By Catherine Snowdon
Source: www.opensecrets.org |
Charles Rangel's new legislation is expected to raise $8.5 billion over the next 10 years |
House Ways and Means Committee chairman Charles Rangel and Senate Finance Committee chairman Max Baucus have introduced legislation to give the Internal Revenue Service (IRS) greater ability to "detect, deter and discourage offshore tax abuses" involving US taxpayers with foreign assets.
The legislation features a number of proposals that are similar to individual offshore tax compliance provisions included in the Obama Administration's FY2010 budget.

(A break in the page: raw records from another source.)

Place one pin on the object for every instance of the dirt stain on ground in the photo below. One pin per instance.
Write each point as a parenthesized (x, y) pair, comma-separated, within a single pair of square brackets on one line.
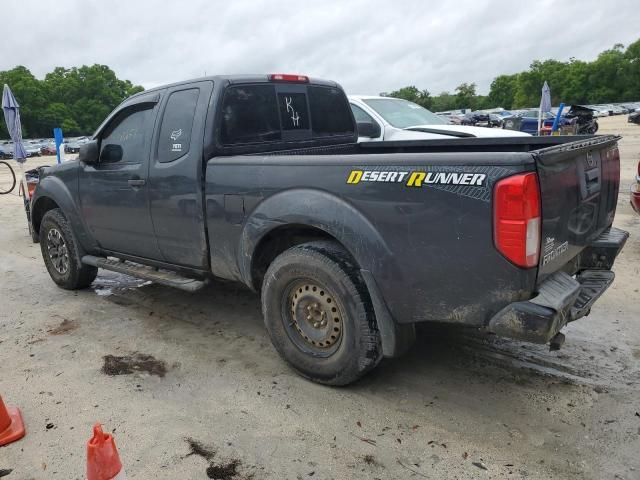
[(134, 363), (65, 326), (218, 471), (223, 471), (199, 449)]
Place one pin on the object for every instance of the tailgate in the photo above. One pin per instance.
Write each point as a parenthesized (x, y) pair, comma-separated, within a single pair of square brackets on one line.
[(579, 183)]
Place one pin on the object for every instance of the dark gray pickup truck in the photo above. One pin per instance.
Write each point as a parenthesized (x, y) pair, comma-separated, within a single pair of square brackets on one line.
[(259, 179)]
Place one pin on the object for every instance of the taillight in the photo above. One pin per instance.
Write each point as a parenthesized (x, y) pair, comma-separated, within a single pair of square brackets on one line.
[(516, 219), (287, 77)]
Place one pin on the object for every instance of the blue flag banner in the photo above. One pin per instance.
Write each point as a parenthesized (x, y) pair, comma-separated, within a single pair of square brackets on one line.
[(59, 138)]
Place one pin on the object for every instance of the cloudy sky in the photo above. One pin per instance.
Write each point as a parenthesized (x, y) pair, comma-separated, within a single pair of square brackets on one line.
[(368, 46)]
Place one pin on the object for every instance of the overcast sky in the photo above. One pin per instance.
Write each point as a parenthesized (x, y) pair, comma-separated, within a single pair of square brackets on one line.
[(368, 46)]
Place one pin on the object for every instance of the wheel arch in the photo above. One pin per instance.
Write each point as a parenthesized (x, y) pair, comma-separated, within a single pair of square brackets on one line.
[(51, 193), (300, 215)]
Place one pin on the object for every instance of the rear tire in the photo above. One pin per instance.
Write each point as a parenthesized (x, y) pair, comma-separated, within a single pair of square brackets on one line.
[(61, 255), (319, 315)]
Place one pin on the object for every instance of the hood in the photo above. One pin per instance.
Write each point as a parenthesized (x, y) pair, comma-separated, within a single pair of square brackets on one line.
[(462, 130)]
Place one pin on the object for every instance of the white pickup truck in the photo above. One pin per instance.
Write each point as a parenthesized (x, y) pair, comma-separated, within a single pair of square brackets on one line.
[(388, 118)]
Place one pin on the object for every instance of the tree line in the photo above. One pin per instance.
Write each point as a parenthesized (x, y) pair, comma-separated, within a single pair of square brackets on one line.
[(75, 99), (614, 76), (78, 99)]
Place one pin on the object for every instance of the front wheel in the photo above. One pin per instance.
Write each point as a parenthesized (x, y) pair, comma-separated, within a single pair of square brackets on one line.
[(319, 315), (60, 253)]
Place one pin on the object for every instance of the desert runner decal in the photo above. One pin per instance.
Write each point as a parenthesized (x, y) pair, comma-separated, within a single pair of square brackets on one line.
[(417, 178)]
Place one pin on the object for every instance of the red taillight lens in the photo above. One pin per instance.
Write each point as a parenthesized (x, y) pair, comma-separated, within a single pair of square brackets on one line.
[(287, 77), (516, 219)]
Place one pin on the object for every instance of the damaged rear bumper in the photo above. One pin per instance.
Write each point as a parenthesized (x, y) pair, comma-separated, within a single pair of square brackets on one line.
[(561, 298)]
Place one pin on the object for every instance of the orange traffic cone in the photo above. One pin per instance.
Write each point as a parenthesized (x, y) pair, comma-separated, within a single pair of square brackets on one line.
[(103, 461), (11, 424)]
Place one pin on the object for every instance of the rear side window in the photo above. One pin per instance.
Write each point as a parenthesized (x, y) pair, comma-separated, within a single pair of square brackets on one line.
[(124, 139), (250, 115), (330, 112), (177, 122)]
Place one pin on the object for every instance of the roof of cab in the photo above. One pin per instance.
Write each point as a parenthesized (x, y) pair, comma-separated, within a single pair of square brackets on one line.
[(234, 79)]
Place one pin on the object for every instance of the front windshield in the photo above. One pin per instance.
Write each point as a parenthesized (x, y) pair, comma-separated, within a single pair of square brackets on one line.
[(402, 113)]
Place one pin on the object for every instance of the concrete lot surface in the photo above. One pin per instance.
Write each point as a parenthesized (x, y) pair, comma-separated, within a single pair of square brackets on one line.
[(202, 394)]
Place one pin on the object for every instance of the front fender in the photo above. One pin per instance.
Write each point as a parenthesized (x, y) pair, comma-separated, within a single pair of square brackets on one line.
[(56, 189), (324, 211)]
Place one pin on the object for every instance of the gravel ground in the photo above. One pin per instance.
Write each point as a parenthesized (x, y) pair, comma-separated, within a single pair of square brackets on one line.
[(192, 388)]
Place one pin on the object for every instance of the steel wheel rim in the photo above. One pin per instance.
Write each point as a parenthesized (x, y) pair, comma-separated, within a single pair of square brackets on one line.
[(58, 252), (313, 318)]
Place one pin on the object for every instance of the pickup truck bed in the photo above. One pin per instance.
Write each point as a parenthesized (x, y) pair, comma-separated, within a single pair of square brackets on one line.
[(349, 244)]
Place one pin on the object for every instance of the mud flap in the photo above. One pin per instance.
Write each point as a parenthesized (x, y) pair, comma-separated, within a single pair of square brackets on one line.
[(396, 339)]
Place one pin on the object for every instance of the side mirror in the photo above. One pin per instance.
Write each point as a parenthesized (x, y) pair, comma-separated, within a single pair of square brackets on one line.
[(369, 129), (111, 153), (89, 152)]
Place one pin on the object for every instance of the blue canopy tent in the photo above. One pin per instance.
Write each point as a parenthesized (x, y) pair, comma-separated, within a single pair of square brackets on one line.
[(11, 111)]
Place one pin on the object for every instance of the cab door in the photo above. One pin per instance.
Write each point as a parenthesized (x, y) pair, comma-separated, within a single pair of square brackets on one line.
[(176, 179), (114, 191)]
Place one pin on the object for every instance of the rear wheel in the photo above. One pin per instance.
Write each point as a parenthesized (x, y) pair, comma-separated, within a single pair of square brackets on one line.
[(319, 315), (60, 253)]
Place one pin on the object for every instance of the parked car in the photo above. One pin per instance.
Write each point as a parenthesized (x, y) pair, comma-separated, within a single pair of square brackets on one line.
[(387, 118), (634, 117), (260, 179), (527, 121), (586, 124), (32, 150)]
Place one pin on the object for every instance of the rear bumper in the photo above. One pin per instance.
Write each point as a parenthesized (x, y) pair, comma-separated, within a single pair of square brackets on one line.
[(561, 298)]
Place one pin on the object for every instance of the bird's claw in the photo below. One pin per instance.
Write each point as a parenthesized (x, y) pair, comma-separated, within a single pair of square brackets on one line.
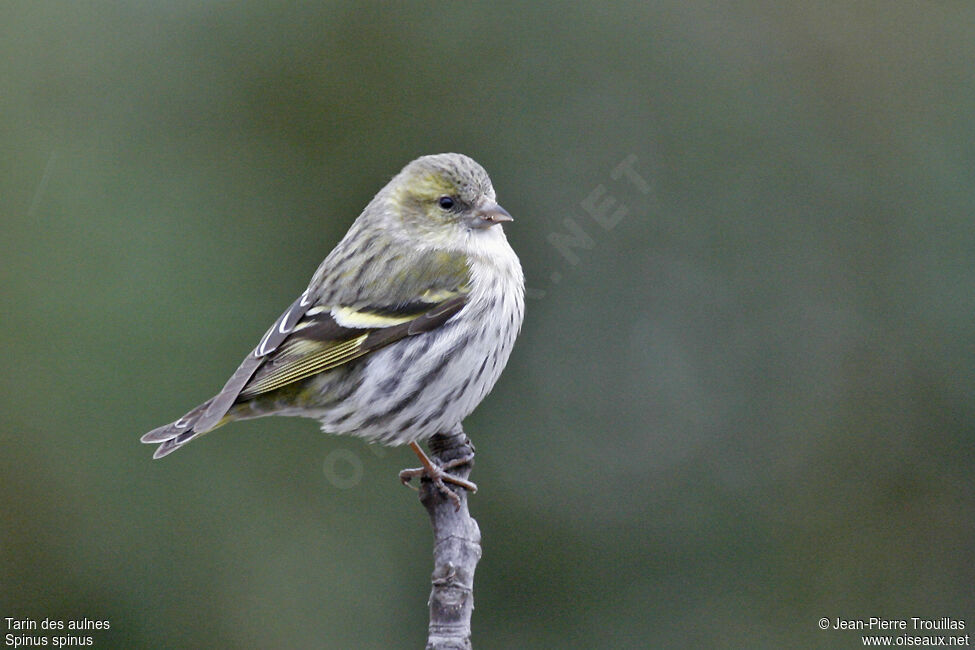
[(439, 476)]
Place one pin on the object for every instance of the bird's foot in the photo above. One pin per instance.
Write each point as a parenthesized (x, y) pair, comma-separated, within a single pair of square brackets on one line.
[(438, 474)]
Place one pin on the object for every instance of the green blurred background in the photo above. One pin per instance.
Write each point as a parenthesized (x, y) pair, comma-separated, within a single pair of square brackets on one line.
[(746, 406)]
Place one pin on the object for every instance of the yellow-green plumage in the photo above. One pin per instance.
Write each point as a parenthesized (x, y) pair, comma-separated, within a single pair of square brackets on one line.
[(403, 328)]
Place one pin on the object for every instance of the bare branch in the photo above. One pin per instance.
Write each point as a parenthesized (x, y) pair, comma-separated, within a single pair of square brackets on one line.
[(456, 548)]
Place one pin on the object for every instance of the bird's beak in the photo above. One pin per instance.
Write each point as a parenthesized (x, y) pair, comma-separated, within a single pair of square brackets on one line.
[(490, 214)]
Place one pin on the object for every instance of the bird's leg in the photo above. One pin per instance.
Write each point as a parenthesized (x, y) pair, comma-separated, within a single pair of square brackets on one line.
[(438, 474)]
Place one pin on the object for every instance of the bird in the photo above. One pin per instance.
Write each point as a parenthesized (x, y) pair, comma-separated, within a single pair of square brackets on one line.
[(403, 329)]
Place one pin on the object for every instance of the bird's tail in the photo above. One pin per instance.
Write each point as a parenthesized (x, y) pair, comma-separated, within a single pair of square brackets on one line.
[(176, 434)]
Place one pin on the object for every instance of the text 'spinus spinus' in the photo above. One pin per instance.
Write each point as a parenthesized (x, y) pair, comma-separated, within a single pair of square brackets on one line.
[(403, 329)]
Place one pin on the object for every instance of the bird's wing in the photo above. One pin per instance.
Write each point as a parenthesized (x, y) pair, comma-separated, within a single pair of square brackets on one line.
[(325, 328)]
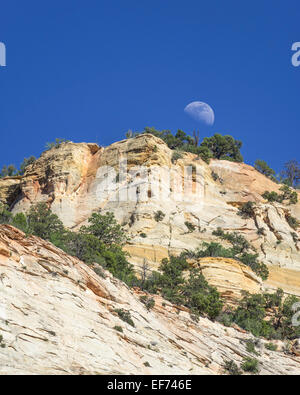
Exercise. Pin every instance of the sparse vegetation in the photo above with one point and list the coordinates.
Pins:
(232, 369)
(191, 228)
(191, 290)
(271, 346)
(247, 210)
(288, 194)
(147, 301)
(250, 347)
(217, 146)
(292, 221)
(125, 316)
(262, 167)
(176, 156)
(56, 144)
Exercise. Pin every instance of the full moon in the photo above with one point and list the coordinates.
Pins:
(200, 111)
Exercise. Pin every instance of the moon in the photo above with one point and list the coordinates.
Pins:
(201, 112)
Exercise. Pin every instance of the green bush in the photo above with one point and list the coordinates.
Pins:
(190, 226)
(191, 290)
(8, 171)
(292, 221)
(148, 302)
(56, 144)
(232, 368)
(263, 168)
(223, 147)
(250, 365)
(42, 222)
(250, 347)
(272, 197)
(176, 156)
(125, 316)
(5, 214)
(247, 210)
(271, 346)
(159, 216)
(105, 228)
(217, 146)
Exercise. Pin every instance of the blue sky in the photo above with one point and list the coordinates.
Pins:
(91, 70)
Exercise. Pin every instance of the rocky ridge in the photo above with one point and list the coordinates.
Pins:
(57, 316)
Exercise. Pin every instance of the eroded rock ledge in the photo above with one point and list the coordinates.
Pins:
(57, 317)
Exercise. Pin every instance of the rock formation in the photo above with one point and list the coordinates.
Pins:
(72, 179)
(57, 316)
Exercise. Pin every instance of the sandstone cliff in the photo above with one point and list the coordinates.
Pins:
(71, 179)
(57, 316)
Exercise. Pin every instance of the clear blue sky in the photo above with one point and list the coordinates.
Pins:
(91, 70)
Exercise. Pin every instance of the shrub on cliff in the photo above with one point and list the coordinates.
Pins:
(262, 167)
(217, 146)
(247, 210)
(190, 290)
(105, 228)
(8, 171)
(42, 222)
(223, 147)
(5, 214)
(251, 315)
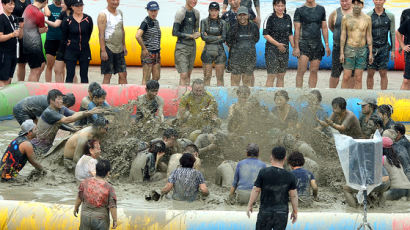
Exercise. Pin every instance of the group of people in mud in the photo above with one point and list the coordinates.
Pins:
(360, 41)
(198, 139)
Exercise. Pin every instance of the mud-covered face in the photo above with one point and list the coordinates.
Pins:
(243, 19)
(153, 14)
(213, 13)
(346, 4)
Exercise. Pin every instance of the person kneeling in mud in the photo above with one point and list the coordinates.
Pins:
(304, 179)
(241, 39)
(145, 166)
(245, 174)
(150, 105)
(18, 152)
(74, 147)
(186, 181)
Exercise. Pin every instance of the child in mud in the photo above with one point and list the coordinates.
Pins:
(304, 179)
(150, 105)
(186, 181)
(97, 199)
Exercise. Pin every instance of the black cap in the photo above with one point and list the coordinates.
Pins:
(214, 5)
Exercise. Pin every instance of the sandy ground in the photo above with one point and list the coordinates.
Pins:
(60, 187)
(169, 76)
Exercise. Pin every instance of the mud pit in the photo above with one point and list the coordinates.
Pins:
(121, 145)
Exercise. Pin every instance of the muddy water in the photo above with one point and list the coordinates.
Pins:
(59, 186)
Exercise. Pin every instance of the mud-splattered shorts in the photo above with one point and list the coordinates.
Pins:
(184, 57)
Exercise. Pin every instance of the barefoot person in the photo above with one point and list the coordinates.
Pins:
(149, 38)
(355, 39)
(186, 28)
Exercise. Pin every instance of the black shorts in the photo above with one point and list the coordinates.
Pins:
(406, 66)
(241, 62)
(269, 220)
(7, 66)
(36, 59)
(313, 50)
(276, 61)
(22, 57)
(337, 67)
(114, 64)
(51, 47)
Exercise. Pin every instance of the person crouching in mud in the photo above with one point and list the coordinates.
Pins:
(186, 181)
(241, 39)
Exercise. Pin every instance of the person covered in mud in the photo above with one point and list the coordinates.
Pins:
(400, 184)
(343, 120)
(313, 112)
(97, 199)
(85, 167)
(198, 109)
(213, 32)
(87, 100)
(242, 38)
(32, 107)
(186, 29)
(51, 120)
(150, 104)
(385, 111)
(286, 114)
(18, 152)
(98, 100)
(277, 30)
(277, 186)
(369, 114)
(74, 147)
(186, 181)
(305, 180)
(245, 174)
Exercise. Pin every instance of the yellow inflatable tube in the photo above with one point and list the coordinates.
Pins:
(134, 49)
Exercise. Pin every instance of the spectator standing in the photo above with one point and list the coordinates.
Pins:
(277, 30)
(310, 20)
(9, 34)
(186, 28)
(213, 32)
(112, 42)
(276, 186)
(382, 24)
(20, 6)
(76, 30)
(335, 25)
(53, 37)
(149, 38)
(34, 26)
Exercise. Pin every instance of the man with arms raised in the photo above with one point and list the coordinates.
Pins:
(355, 38)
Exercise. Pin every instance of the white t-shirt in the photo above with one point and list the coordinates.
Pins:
(84, 167)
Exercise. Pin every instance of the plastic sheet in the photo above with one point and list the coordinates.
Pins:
(361, 161)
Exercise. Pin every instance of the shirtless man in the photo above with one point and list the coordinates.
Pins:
(355, 38)
(73, 149)
(335, 25)
(343, 120)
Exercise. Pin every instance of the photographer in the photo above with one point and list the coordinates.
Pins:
(8, 42)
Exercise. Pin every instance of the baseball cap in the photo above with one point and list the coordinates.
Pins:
(387, 142)
(243, 10)
(77, 3)
(152, 5)
(26, 127)
(368, 100)
(214, 5)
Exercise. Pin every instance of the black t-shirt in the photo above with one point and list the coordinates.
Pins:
(311, 19)
(19, 7)
(275, 184)
(278, 28)
(6, 23)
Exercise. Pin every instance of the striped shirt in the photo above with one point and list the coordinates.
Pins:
(152, 34)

The rules would require increased reporting on certain foreign bank accounts by imposing a 30% withholding tax on income from US financial assets held by a foreign financial institution, unless the bank agrees to disclose the identity of the US account holder as well as some additional information on account transactions.
Foreign corporations would be asked to provide withholding agents with information identifying any US individual that is a substantial owner of the corporation, that is, holding more than 10% of the stock by vote or value.
The Bill would exempt publicly held and certain other foreign corporations from these reporting requirements, and would grant the Treasury department regulatory authority to exclude other recipients.
Similar rules would apply to foreign trusts. A 30% withholding tax would apply for failure to comply with the proposed reporting requirements
Any individual or entity with foreign accounts or financial instruments worth more than $50,000 in aggregate would have to file an information return with the taxpayer's annual tax return.
The changes would also impose a 40% penalty for underpayments attributable to undisclosed foreign financial assets.
An important proposal is the extension of the statute of limitations from three years to six years for certain underreporting of income in connection with foreign financial assets and failure to comply with new information return reporting requirements.
The limitation period would not begin to run until the taxpayer files an information return disclosing reportable foreign assets.
Despite these significant plans, the legislation gets a sigh of relief from advisers based in popular offshore locations.
"We are delighted by the proposals," said James Bergstrom, of law firm Ogier based in the Cayman Islands.
"They give the IRS focused administrative tools to deal with the tax cheats, but allows [low tax] jurisdictions that are responsible to stay in business."
In comparison to the controversial anti-tax haven bills introduced by Senator Carl Levin and Representative Lloyd Doggett, the changes outlined in the Foreign Account Tax Compliance Act are more specific, which pleases Bergstrom.
"The Levin proposal was very broad, discriminating legislation against offshore centres," he said.
The Act is estimated to raise $8.5 billion over 10 years, according to Joint Committee on Taxation analysis.
For now, taxpayers are widely accepting of the legislation.
"We knew something was coming and have already been preparing," said one taxpayer.
"This is a thoughtful piece of legislation," said Bergstrom. "The general view is that this has been dealt with, let's move on."